The symposium will be held in Joensuu. The city was founded by the Czar Nicholas I of Russia in 1848. At the time, Finland was under Russian rule prior to gaining independence in 1917. Since then, Finland has been an independent republic with parliamentary democracy. The Joensuu of today has developed as well. Today the city is the capital of the region of North Karelia and has much to offer tourists. The city has ca. 76 000 inhabitants.
Download a handy map of the town centre, the accomoddations and conference venue - from here.
During the 19th century Joensuu was a city of manufacture and commerce. Starting in 1860 local sawmills started to grow and prosper as the city received commercial rights and restrictions against industrial activities were lifted. Water traffic improved with the building of the Saimaa Canal in 1856. This made possible lively trade between the regions of North Karelia, St. Petersburg and Central Europe. At the beginning of the 20th century Joensuu was one of the largest port cities in Finland.

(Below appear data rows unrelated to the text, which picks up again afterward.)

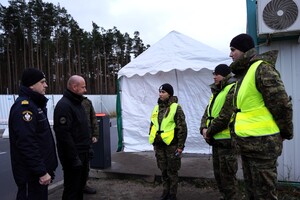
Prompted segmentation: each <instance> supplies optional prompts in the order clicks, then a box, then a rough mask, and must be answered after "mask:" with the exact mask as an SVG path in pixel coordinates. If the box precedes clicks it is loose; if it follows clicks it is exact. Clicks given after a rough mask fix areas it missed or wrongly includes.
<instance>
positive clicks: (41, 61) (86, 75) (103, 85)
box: [0, 0, 150, 94]
mask: <svg viewBox="0 0 300 200" xmlns="http://www.w3.org/2000/svg"><path fill="white" fill-rule="evenodd" d="M8 2H9V5H8V6H3V5H2V4H0V94H17V93H18V90H19V84H20V78H21V74H22V72H23V70H24V69H25V68H28V67H35V68H38V69H40V70H42V71H43V72H44V73H45V75H46V79H47V82H48V83H49V84H48V90H47V93H49V94H62V93H63V91H64V90H65V88H66V82H67V80H68V78H69V77H70V76H71V75H74V74H78V75H81V76H83V77H84V78H85V80H86V83H87V91H88V94H116V91H117V73H118V71H119V70H120V69H121V68H122V67H124V66H125V65H126V64H127V63H129V62H130V61H131V59H132V58H135V57H137V56H138V55H140V54H141V53H142V52H144V51H145V50H147V49H148V48H149V47H150V45H144V44H143V40H142V39H141V38H140V33H139V31H135V32H134V33H133V37H131V36H130V34H129V33H127V32H125V33H122V32H121V31H120V30H118V29H117V27H113V28H111V29H108V30H106V29H105V28H103V27H101V26H99V25H97V24H96V23H94V22H92V19H91V23H92V27H93V28H92V30H91V32H87V31H85V30H83V29H82V28H80V27H79V25H78V23H77V22H76V21H75V20H74V18H73V17H72V16H71V15H70V14H68V12H67V10H66V9H65V8H64V7H60V5H54V4H52V3H47V2H43V1H42V0H39V1H36V0H29V1H28V3H26V2H25V0H12V1H8Z"/></svg>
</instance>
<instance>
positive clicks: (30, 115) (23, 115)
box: [22, 110, 32, 122]
mask: <svg viewBox="0 0 300 200" xmlns="http://www.w3.org/2000/svg"><path fill="white" fill-rule="evenodd" d="M22 115H23V120H24V121H26V122H30V121H31V120H32V112H30V111H29V110H25V111H23V112H22Z"/></svg>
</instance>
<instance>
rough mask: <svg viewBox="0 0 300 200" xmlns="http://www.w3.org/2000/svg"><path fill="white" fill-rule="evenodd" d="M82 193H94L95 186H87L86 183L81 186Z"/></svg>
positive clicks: (95, 190) (88, 193) (95, 193)
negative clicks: (81, 186) (85, 183)
mask: <svg viewBox="0 0 300 200" xmlns="http://www.w3.org/2000/svg"><path fill="white" fill-rule="evenodd" d="M83 193H85V194H96V193H97V191H96V189H95V188H91V187H90V186H87V185H86V186H85V187H84V188H83Z"/></svg>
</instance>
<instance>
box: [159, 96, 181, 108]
mask: <svg viewBox="0 0 300 200" xmlns="http://www.w3.org/2000/svg"><path fill="white" fill-rule="evenodd" d="M177 102H178V98H177V96H171V97H170V98H169V99H167V100H166V101H162V100H160V98H158V100H157V103H158V104H159V105H165V106H170V105H171V104H172V103H177Z"/></svg>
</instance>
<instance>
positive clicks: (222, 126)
mask: <svg viewBox="0 0 300 200" xmlns="http://www.w3.org/2000/svg"><path fill="white" fill-rule="evenodd" d="M233 82H235V79H234V78H233V77H232V76H231V74H229V75H228V76H226V77H225V78H224V79H223V80H222V81H221V82H220V84H219V85H215V84H214V83H213V84H211V85H210V88H211V91H212V94H213V95H214V97H216V96H217V95H218V94H219V92H221V91H222V90H223V89H224V88H225V87H226V86H227V85H229V84H231V83H233ZM233 93H234V87H232V88H231V89H230V90H229V92H228V94H227V96H226V100H225V103H224V105H223V107H222V109H221V111H220V113H219V116H218V117H216V118H215V119H214V120H213V121H212V123H211V124H210V126H209V127H207V125H206V121H207V118H208V115H207V111H208V110H207V109H208V105H207V106H206V109H205V111H204V114H203V116H202V119H201V125H200V133H201V134H202V129H204V128H207V135H208V136H209V137H210V138H212V136H214V135H215V134H217V133H219V132H221V131H223V130H224V129H226V128H228V124H229V121H230V118H231V116H232V113H233V107H232V99H233ZM210 108H212V106H210Z"/></svg>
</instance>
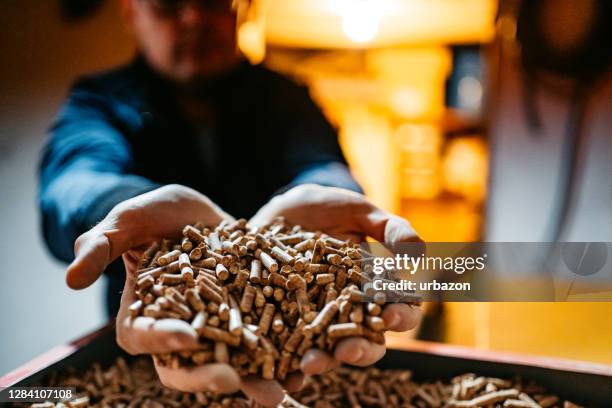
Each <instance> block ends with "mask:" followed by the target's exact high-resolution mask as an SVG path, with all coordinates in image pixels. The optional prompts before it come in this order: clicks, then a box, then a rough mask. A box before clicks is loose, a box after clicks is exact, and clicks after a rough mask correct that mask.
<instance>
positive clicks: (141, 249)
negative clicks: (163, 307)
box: [66, 185, 299, 406]
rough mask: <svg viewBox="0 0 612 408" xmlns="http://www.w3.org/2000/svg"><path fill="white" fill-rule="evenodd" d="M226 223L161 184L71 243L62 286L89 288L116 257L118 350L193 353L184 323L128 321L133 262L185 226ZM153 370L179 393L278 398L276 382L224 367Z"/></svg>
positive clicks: (169, 185) (135, 298)
mask: <svg viewBox="0 0 612 408" xmlns="http://www.w3.org/2000/svg"><path fill="white" fill-rule="evenodd" d="M231 219H232V217H231V216H230V215H228V214H227V213H225V212H224V211H222V210H221V209H220V208H219V207H218V206H216V205H215V204H214V203H213V202H212V201H210V200H209V199H208V198H207V197H205V196H204V195H202V194H200V193H198V192H197V191H195V190H193V189H190V188H188V187H184V186H180V185H167V186H164V187H161V188H158V189H156V190H153V191H150V192H148V193H145V194H142V195H139V196H137V197H134V198H132V199H129V200H126V201H124V202H122V203H120V204H118V205H117V206H116V207H115V208H113V210H112V211H110V213H109V214H108V215H107V216H106V217H105V218H104V219H103V220H102V221H101V222H100V223H99V224H97V225H96V226H95V227H93V228H92V229H91V230H89V231H87V232H86V233H84V234H83V235H81V236H80V237H79V238H78V239H77V240H76V242H75V259H74V261H73V262H72V263H71V264H70V266H69V267H68V271H67V275H66V282H67V283H68V286H70V287H71V288H73V289H82V288H85V287H87V286H89V285H91V284H92V283H94V282H95V281H96V280H97V279H98V278H99V277H100V275H101V274H102V272H103V271H104V269H105V268H106V267H107V266H108V265H109V264H110V263H111V262H112V261H113V260H115V259H116V258H118V257H119V256H122V257H123V261H124V264H125V266H126V280H125V286H124V290H123V293H122V295H121V304H120V308H119V312H118V315H117V320H116V322H117V323H116V335H117V343H118V344H119V346H121V347H122V348H123V349H125V350H126V351H127V352H128V353H130V354H158V353H168V352H173V351H179V350H194V349H197V348H198V347H199V344H198V336H197V333H196V332H195V330H194V329H193V328H192V327H191V325H189V324H188V323H187V322H185V321H182V320H179V319H161V320H155V319H153V318H149V317H137V318H135V319H132V318H131V317H130V315H129V310H128V308H129V306H130V305H131V304H132V303H133V302H135V301H136V300H137V299H138V297H137V295H136V293H135V287H136V282H135V281H136V276H135V275H136V268H137V263H138V259H139V258H140V256H141V254H142V252H143V249H144V248H145V247H146V246H147V245H148V244H149V243H151V242H152V241H156V240H160V239H162V238H172V237H178V236H177V234H180V231H182V229H183V227H184V226H185V225H187V224H194V223H196V222H198V221H199V222H202V223H204V224H205V225H217V224H219V223H220V222H221V221H222V220H231ZM155 368H156V370H157V373H158V375H159V378H160V381H161V382H162V383H163V384H164V385H166V386H168V387H171V388H175V389H178V390H181V391H186V392H190V391H191V392H192V391H206V390H210V391H215V392H220V393H227V392H233V391H237V390H239V389H242V390H243V391H244V392H245V393H246V394H247V395H249V396H250V397H252V398H253V399H255V400H256V401H257V402H259V403H260V404H262V405H267V406H274V405H276V404H278V403H279V402H280V401H281V400H282V398H283V396H284V394H283V390H282V387H281V385H280V384H278V383H277V382H275V381H264V380H260V379H255V378H240V377H239V376H238V374H237V373H236V371H235V370H234V369H233V368H232V367H230V366H229V365H227V364H207V365H204V366H200V367H195V368H190V369H187V368H178V369H175V368H168V367H162V366H160V365H159V364H157V362H156V364H155ZM298 382H299V381H298ZM293 383H295V380H294V381H293Z"/></svg>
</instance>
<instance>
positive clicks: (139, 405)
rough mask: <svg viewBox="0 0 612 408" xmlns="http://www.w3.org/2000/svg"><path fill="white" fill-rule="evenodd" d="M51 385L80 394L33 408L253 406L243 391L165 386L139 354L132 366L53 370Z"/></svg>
mask: <svg viewBox="0 0 612 408" xmlns="http://www.w3.org/2000/svg"><path fill="white" fill-rule="evenodd" d="M45 385H46V386H49V387H60V386H64V387H76V392H77V396H76V398H73V399H72V400H70V401H66V402H60V403H52V402H45V403H36V404H32V405H30V407H31V408H81V407H99V408H111V407H122V408H132V407H142V408H164V407H174V408H179V407H209V408H221V407H233V408H242V407H253V406H254V404H252V403H251V402H250V401H248V400H247V398H246V397H244V395H242V394H235V395H219V394H214V393H211V392H196V393H184V392H180V391H176V390H171V389H169V388H166V387H164V386H163V385H162V384H161V383H160V382H159V380H158V378H157V375H156V373H155V369H154V368H153V364H152V363H151V359H149V358H145V357H139V358H136V359H134V361H133V362H132V363H130V364H129V365H128V364H127V363H126V362H125V360H124V359H123V358H118V359H117V360H116V362H115V364H113V365H111V366H110V367H109V368H107V369H102V368H101V367H100V365H99V364H98V363H95V364H93V366H92V367H90V368H89V369H88V370H86V371H85V372H76V371H75V370H68V372H65V373H53V374H52V376H51V378H49V379H47V381H46V383H45Z"/></svg>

The River Pielisjoki has always been the lively heart of Joensuu. Throughout the centuries Karelian traders have travelled along the river and the canals which were completed at the end of 1870 and increased river traffic. Thousands of steamboats, barges and logging boats sailed along the river during this golden age of river traffic.
The establishment of the University of Joensuu (now University of Eastern Finland) in 1969 and the further growth of the university have been crucial to the development of the city. Today, The University of Eastern Finland is one of the largest universities in Finland. The research is ranked among the best in the world in several fields. UEF campuses are located in Joensuu and Kuopio, and the university is home to approximately 15,500 students and 2,500 members of staff. UEF has four faculties, which offer teaching in more than 100 major subjects.